The iron ore that was processed in the forge came from a mine in what is now Andover, on Limecrest Road opposite the entrance to Aeroflex airport.
The mine was located on William Penn’s Tract No. 35, owned by two sons of William Penn.
The Bango Forge earned its name from the incessant banging of the 500-pound trip hammer that was lifted by waterpower and released to fall on the bloom, creating a sound that could be heard for miles around.
Snell’s History of Sussex County records that the local people said the hammer repeated “‘come penny, go pound,” referring to the fact that the forge was not turning a profit.
The forge operated for only a couple of years. Maybe it wasn’t established to be profitable.
Now for the intrigue, and the rest of the story.
The following facts are from the history books and the legends and stories passed down to me by my neighbors Walter Smith (1899-1993) and Bill Morris (1913-2004), both born and raised in Huntsville.
Bloomery forges were usually owned and operated by “bloomers,” who were experts who handed down the secrets of the trade from father to son. Wolverton was not a “bloomer” and would have been foolish to gamble on such a venture by himself.
William Allen and Joseph Turner, who owned the Union Ironworks in Hunterdon County, sent iron masters and bloomers from Hunterdon County to operate the forge for Wolverton.
Allen and Turner were very prosperous businessmen from the same area as Wolverton in Hunterdon County. They had done business together in the past. (Allentown, Pa., is named for William Allen).
Shortly after the Bango Forge closed down, Allen and Turner used another partner to negotiate the purchase of the land with the mine from two sons of William Penn so that they, as owners of an ironworks, would not seem too anxious.
They purchased the property at a good price. It is not known if the Penns knew about the iron deposit.
In 1758, Allen and Turner organized the very successful and profitable Andover Iron Co. The rest is history.
I believe the Bango Forge was operated for the sole purpose of determining the value of the iron ore without the Penn family being aware of the value of the mine.
After the forge shut down, the building was used for many purposes. It served as a blacksmith shop, a wheelwright shop and an icehouse.
In 1846, the forge and the blacksmith business were purchased by I.A. Straley. At this time, a store was built and operated next to the forge.

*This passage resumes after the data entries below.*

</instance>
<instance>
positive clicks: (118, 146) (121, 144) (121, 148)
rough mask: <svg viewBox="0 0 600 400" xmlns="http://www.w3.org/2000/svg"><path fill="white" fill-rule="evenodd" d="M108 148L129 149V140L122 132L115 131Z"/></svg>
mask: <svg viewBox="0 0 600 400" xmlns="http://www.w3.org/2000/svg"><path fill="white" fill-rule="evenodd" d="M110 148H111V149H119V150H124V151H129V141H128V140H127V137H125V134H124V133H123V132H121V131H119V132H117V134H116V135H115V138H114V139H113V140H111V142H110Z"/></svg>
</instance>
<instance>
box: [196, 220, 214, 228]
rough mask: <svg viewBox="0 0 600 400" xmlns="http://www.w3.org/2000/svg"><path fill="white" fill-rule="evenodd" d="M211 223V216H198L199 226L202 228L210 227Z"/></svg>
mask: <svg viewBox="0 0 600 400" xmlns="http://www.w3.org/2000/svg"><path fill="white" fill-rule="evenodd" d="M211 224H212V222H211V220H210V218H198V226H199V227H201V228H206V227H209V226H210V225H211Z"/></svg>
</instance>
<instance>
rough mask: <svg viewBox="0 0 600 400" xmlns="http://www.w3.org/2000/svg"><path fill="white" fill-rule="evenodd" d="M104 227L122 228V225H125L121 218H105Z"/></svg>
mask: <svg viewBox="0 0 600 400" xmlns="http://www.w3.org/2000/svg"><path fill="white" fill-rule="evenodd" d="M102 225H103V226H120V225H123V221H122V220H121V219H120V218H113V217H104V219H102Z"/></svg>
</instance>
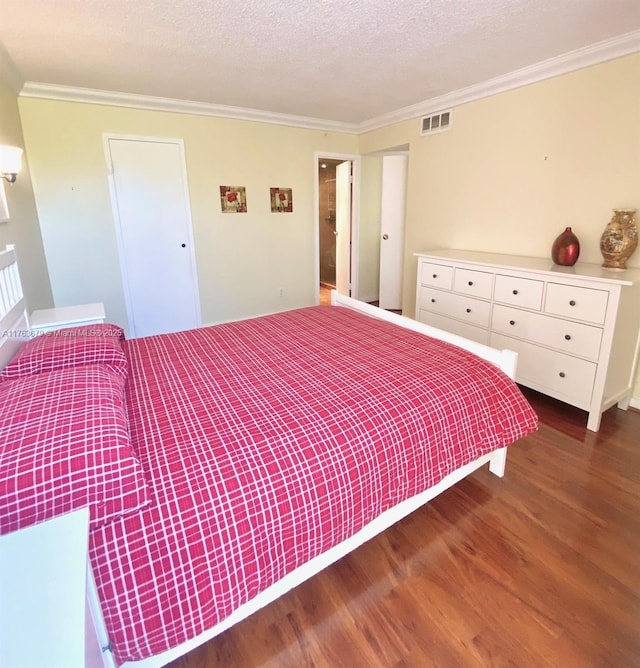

Isaac’s son also ran the blacksmith shop until the Sussex County Railroad came through Sussex County; then he moved his blacksmith business to Andover. The name John Straley Jr. is carved into the limestone wall of the forge with the date 1907.
In 1870, the Post Office for Huntsville was established in this building, with Lewis Wilson as postmaster, followed by Issac Straley and finally by Harvey Smith until discontinued in 1926.
During this period, DeLancy McConnel was operating a blacksmith shop in the Bango Forge. It was told to me by Walter Smith that the two blond DeLancy sons went west to become cowboys.
DeLancy’s name also is carved in the limestone wall of the forge, as are many other names. I guess these guys had a lot of time on their hands.
The house next to the forge burned down in 1961, not long before the new bridge over the Pequest was built in 1966.
There have been many changes in Huntsville since 1750, but the Bango Forge still stands here to remind us of our local history.